Wednesday, 14 February 2018

Exploring Bespoke 4: It's All in the Pattern

In this the fourth of our series exploring the details of genuine bespoke tailoring, Brita Hirsch looks at one of the essential requirements of a true bespoke garment: the pattern. If you visit a bespoke tailor you will see paper patterns hanging in storage. Each represents the size, shape and style of a customer and is used as a template to cut the cloth components which are stitched together to make the final product. 

Brita Hirsch chalks up my pattern onto the Harris tweed cloth. The paper pattern is used as a template

The pattern will be cut by a cutter, from many careful measurements taken from the client. The cutter then works with a tailor/coatmaker/trousermaker to complete the garment over a series of fittings with the client. In Brita's case, she does all these things herself.

Brita Hirsch takes up the story:
"I enjoyed discussing style, and how to capture it, from a philosophical angle but feel the topic deserves a further, more technical chapter. Here we are talking about the cutting pattern, the very foundation of the bespoke process.  
It’s a delicate topic: the individual paper pattern, the provision of which is one of the Savile Row Association’s standards for members [link below], has become an endangered species. It takes skill and time to draft an individual pattern by hand: around eight hours for a three piece suit. The underlying data is totally unique: the customer’s measurements, information about their posture and any deviation from the symmetrical, plus the important style elements. 

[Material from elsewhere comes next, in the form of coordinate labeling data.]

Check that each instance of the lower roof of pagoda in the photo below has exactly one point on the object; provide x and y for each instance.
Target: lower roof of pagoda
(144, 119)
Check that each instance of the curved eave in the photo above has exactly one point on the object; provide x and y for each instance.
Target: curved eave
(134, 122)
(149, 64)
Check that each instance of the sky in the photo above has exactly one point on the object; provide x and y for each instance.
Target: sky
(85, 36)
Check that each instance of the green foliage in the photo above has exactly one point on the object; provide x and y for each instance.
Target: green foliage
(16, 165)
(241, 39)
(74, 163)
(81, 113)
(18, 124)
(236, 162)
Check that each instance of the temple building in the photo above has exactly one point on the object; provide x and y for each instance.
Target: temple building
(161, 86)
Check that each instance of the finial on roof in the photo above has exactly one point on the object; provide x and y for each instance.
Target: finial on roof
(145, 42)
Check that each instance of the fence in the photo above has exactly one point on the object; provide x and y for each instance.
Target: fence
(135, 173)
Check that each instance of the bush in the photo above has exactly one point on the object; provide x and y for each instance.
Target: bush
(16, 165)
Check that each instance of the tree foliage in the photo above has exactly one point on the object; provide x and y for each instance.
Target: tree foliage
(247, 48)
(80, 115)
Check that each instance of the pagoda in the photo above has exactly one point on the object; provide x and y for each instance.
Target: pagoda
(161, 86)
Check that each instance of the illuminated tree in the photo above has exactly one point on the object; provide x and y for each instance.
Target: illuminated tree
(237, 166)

Brita applies my pattern to the cloth before chalking up and cutting. The use of the cloth has to be optimised

Skill and time are precious goods and you will find that it is wide-spread practice today, including in some ‘bespoke’ houses, to take a shortcut and use standard sized ‘blocks’ instead of individual patterns. Discernible by the fact that they are cut from cardboard rather than paper (for frequent use), blocks are sets of standard size patterns that are used by large clothing manufacturers for industrial style production. 
A skilled cutter might know how to 'tweak’ the block, produce a reasonable fit and let the process appear bespoke by conducting a number of fittings; however the end result will never be what a truly bespoke garment should be: an absolute delight to wear, fitting perfectly and encompassing every style aspect you are looking for. 
The way to find out if your tailor is about to produce the real thing is to ask to see your individual paper pattern. It should include a full set of panels, which should all bear your name and the date of your commission. If they don’t hesitate to show you the pattern, you are in the safe hands of a bespoke tailor deserving of the name".
For other features in the Exploring Bespoke series here on the blog, click here.

The coat comes together at a basted fitting


1 comment:

Juan Manuel Ballesteros y Allué said...

Spot on.

I have never commisioned a suit from a tailor (one day...) but I do have my shirts made by a truly bespoke shirtmaker. After 24 years ordering my shirts with them it's pure joy have a look at the "patterns" and how the "cutter" does his job. They actually are MY shirts!